Workflow:Mage ai Mage ai Building a New Source Connector
| Knowledge Sources | |
|---|---|
| Domains | Data_Engineering, ETL, Connector_Development |
| Last Updated | 2026-02-09 07:00 GMT |
Overview
End-to-end process for creating a new Singer-compatible source connector (tap) within the Mage integrations framework, from directory scaffolding through schema definition to implementing extraction logic.
Description
This workflow guides developers through building a new data source connector that integrates with the Mage ETL framework. The process follows the Singer specification and leverages Mage's base class hierarchy: the generic Source base for all connectors, the SQL base for relational databases, and the HTTP client base for REST APIs. The resulting connector will support schema discovery, catalog-based stream selection, multiple replication methods (FULL_TABLE, INCREMENTAL, LOG_BASED), and state-based incremental extraction. Connectors follow a standardized directory structure with __init__.py (main class), README.md (configuration docs), schemas/ (JSON schema files), and templates/ (config templates).
Usage
Execute this workflow when you need to add support for a new data source that is not already covered by the 40+ existing connectors. Common triggers include:
- You need to extract data from a database or API that does not have an existing Mage connector
- You need a custom connector with specialized extraction logic beyond what the generic API source provides
- You are contributing a new integration to the Mage open-source project
Execution Steps
Step 1: Directory Structure Scaffolding
Create the standardized directory structure for the new source connector following the established convention used by all existing integrations.
What to create:
- A new directory under mage_integrations/mage_integrations/sources/{source_name}/
- __init__.py for the main connector class
- README.md documenting configuration requirements
- schemas/ directory for JSON schema definitions
- templates/config.json with a sample configuration template
- Optionally: client.py for HTTP API communication, streams/ for multi-stream sources
Key considerations:
- Follow the naming convention used by existing connectors (lowercase with underscores)

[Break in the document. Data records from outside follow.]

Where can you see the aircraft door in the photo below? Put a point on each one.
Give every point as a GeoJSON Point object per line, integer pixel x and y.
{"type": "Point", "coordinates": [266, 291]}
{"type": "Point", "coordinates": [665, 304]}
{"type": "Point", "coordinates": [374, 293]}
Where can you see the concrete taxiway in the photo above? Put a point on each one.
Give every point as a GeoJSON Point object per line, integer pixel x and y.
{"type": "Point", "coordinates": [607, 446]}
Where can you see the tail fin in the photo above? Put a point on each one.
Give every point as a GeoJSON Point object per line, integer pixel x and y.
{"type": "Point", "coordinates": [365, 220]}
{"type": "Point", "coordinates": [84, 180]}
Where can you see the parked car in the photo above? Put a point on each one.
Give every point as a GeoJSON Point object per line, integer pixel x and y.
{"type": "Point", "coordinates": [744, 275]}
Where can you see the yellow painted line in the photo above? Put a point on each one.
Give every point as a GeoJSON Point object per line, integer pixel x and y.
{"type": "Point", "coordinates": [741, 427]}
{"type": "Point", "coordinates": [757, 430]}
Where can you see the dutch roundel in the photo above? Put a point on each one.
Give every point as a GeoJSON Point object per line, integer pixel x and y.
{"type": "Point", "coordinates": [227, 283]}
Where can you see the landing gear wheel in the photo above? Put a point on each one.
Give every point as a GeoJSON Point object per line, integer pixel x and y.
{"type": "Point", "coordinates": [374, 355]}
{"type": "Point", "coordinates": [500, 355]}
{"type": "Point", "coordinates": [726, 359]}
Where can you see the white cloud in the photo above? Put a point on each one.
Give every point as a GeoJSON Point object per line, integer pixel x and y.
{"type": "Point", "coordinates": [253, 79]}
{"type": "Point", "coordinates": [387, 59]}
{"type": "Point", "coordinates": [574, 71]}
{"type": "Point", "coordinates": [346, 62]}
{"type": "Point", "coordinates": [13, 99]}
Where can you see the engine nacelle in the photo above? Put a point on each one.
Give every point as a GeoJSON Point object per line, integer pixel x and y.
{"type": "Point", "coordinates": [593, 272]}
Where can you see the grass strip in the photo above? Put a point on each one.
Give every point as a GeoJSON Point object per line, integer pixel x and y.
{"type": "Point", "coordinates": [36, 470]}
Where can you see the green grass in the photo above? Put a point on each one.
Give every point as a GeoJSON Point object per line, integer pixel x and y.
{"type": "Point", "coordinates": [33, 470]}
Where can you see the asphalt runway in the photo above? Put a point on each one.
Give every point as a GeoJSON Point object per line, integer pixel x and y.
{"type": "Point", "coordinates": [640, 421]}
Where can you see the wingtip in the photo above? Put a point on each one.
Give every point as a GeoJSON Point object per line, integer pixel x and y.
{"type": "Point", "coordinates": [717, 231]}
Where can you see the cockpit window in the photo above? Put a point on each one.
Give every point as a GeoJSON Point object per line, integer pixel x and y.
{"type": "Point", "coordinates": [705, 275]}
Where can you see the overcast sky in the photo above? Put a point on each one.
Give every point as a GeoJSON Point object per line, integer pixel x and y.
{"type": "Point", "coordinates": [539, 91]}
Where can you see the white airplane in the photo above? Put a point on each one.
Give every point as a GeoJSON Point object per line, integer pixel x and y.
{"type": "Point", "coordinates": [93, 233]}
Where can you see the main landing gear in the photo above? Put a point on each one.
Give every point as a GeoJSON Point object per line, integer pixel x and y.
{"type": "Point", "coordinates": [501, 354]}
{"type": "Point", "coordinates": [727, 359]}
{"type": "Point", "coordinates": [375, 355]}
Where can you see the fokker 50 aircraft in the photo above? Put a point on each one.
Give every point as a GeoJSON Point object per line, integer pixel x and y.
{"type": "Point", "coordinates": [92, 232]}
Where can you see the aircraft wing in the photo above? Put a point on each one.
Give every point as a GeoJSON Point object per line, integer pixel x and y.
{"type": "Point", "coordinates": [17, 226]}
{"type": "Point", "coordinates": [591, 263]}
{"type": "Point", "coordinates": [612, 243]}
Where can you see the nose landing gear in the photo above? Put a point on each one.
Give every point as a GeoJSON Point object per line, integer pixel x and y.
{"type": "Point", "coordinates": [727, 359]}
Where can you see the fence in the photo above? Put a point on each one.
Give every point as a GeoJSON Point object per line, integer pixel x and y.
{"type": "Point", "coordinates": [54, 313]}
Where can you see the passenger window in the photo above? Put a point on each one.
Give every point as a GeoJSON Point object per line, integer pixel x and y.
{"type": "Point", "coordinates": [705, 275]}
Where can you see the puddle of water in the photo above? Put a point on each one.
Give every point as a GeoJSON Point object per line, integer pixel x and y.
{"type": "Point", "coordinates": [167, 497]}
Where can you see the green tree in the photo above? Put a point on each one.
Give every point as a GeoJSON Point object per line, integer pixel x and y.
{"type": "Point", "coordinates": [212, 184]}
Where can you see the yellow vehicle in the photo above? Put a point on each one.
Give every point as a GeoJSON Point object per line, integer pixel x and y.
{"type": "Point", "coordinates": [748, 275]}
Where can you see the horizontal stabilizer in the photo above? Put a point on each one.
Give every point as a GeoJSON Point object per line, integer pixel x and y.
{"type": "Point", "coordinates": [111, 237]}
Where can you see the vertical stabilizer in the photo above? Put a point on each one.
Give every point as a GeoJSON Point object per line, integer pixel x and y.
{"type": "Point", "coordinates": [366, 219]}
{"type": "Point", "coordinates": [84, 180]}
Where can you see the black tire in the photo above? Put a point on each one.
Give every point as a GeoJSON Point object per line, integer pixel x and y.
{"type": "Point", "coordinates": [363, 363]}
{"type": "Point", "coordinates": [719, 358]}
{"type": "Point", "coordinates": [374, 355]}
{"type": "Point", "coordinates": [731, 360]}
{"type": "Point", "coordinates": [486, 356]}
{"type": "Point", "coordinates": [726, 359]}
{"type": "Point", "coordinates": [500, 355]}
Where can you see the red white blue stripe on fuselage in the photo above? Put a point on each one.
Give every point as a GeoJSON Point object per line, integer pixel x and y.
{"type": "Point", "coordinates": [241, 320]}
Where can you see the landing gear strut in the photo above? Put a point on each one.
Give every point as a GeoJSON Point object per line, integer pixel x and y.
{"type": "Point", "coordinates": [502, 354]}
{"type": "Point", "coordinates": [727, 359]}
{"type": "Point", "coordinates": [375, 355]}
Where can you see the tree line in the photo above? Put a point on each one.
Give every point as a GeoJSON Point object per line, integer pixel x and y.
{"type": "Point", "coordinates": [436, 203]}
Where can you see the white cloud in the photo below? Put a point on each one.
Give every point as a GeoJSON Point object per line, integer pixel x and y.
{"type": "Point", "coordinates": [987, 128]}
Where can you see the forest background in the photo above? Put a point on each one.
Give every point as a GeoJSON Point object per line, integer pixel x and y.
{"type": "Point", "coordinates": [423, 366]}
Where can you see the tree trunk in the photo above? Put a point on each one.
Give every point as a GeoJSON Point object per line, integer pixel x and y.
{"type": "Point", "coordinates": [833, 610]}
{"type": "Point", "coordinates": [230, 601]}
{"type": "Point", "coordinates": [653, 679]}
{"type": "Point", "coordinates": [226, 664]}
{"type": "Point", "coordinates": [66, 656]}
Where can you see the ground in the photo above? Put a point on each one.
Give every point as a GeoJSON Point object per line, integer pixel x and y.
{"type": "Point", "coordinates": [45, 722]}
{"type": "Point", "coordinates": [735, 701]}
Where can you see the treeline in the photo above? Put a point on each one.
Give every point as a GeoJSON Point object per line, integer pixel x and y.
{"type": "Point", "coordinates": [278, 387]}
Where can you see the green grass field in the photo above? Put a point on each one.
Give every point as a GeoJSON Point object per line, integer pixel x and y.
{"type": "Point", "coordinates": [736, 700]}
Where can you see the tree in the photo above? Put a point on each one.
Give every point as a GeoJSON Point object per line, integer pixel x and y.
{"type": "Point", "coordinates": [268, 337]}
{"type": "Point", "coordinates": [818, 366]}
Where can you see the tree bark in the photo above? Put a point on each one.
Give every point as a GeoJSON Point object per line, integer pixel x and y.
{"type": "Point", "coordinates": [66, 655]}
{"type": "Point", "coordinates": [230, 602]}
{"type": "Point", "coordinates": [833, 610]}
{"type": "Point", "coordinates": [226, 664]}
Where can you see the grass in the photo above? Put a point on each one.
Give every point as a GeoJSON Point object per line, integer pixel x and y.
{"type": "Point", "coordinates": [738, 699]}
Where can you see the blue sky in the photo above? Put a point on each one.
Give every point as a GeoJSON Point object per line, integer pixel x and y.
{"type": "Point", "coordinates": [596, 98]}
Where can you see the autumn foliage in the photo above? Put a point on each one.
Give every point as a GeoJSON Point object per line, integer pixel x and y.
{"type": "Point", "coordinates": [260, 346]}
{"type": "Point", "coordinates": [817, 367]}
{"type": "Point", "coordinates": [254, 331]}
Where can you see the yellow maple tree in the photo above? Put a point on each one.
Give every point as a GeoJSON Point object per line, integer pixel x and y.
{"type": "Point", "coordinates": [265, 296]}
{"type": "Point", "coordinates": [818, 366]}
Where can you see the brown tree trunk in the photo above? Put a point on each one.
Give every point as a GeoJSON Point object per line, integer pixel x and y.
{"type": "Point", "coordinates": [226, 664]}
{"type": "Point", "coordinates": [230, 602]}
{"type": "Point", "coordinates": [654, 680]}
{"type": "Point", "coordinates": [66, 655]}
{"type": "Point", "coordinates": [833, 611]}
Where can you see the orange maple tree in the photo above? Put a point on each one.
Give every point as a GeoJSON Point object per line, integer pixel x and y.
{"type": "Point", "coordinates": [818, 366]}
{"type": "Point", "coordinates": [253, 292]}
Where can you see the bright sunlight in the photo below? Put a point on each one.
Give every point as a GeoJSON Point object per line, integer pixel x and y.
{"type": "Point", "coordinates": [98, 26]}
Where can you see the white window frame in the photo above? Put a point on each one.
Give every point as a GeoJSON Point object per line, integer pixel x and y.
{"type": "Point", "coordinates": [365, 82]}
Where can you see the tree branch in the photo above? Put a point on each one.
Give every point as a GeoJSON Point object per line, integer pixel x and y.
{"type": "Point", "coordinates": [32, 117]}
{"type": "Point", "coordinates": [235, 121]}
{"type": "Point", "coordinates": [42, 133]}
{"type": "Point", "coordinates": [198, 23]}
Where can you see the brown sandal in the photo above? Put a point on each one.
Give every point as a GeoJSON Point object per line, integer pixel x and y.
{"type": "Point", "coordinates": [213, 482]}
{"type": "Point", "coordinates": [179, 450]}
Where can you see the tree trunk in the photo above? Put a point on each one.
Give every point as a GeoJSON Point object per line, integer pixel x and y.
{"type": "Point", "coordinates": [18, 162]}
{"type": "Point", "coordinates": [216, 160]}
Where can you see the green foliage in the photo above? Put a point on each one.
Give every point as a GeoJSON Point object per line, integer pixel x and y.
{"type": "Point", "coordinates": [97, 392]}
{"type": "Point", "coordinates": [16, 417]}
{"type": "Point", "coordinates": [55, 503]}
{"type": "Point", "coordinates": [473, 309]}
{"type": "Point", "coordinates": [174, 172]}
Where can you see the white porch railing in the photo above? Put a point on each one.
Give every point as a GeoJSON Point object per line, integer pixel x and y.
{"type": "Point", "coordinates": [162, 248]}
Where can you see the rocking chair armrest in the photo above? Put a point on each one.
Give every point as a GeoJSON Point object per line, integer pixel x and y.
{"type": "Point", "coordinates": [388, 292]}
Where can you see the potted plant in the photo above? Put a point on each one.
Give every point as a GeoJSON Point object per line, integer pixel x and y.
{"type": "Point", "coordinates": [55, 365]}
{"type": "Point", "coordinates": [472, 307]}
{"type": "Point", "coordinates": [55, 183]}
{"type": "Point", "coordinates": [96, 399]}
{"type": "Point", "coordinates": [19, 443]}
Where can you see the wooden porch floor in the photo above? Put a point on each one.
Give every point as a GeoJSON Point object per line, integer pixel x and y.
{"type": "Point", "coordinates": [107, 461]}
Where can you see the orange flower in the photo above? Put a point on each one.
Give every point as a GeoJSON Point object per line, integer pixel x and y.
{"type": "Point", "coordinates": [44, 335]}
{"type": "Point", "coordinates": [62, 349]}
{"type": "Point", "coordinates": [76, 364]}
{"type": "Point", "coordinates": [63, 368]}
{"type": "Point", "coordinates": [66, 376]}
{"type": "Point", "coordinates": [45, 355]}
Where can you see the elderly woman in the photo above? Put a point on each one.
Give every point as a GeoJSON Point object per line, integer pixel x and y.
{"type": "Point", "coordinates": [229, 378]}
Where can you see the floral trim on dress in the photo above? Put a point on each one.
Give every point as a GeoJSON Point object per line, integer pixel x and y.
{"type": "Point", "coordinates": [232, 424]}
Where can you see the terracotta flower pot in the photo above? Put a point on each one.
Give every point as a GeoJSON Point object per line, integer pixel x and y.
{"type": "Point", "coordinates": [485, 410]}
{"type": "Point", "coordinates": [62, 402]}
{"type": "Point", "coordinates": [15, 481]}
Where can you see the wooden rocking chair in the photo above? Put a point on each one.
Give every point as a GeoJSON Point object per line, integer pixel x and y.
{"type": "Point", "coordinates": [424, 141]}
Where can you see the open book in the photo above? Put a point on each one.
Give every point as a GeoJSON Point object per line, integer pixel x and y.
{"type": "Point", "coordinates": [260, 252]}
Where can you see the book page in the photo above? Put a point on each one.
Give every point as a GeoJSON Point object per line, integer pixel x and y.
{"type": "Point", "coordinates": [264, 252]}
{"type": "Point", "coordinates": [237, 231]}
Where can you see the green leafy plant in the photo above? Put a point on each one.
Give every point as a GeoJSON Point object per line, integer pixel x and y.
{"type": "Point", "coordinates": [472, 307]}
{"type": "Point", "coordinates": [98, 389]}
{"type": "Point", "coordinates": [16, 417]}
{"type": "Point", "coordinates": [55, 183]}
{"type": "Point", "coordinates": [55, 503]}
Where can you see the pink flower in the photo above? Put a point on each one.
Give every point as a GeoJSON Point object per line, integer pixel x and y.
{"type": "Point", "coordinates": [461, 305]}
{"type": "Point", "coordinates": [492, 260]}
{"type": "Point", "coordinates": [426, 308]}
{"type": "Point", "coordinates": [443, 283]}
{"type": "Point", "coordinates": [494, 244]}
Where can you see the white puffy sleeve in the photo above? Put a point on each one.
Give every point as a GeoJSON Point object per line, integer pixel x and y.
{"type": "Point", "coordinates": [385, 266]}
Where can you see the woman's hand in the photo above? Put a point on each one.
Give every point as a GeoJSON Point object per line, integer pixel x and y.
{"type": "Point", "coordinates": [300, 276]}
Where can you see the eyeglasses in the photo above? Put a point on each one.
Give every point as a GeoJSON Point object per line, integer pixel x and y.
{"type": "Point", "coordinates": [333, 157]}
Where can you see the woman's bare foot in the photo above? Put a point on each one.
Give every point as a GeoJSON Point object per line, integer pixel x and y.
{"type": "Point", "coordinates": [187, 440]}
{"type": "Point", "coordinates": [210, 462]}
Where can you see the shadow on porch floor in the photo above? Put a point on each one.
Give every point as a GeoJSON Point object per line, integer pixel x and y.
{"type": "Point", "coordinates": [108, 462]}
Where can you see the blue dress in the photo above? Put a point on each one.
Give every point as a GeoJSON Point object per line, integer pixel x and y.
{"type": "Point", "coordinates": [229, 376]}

- Study a similar existing connector as a template (e.g., postgresql for SQL, chargebee for API)
- The README should document all required and optional configuration parameters
Step 2: JSON Schema Definition
Define JSON schemas for each data stream (table or API endpoint) that the connector will support. Schemas declare the structure, types, and constraints of the data records.
What happens:
- Create one JSON file per stream in the schemas/ directory (e.g., schemas/users.json, schemas/orders.json)
- Each schema follows the JSON Schema Draft 4 specification
- Properties define field names with their types (string, integer, number, boolean, object, array)
- Key properties (primary keys) are identified for deduplication
- Date and timestamp fields use the string type with format: date-time
- Nullable fields use type arrays (e.g., ["string", "null"])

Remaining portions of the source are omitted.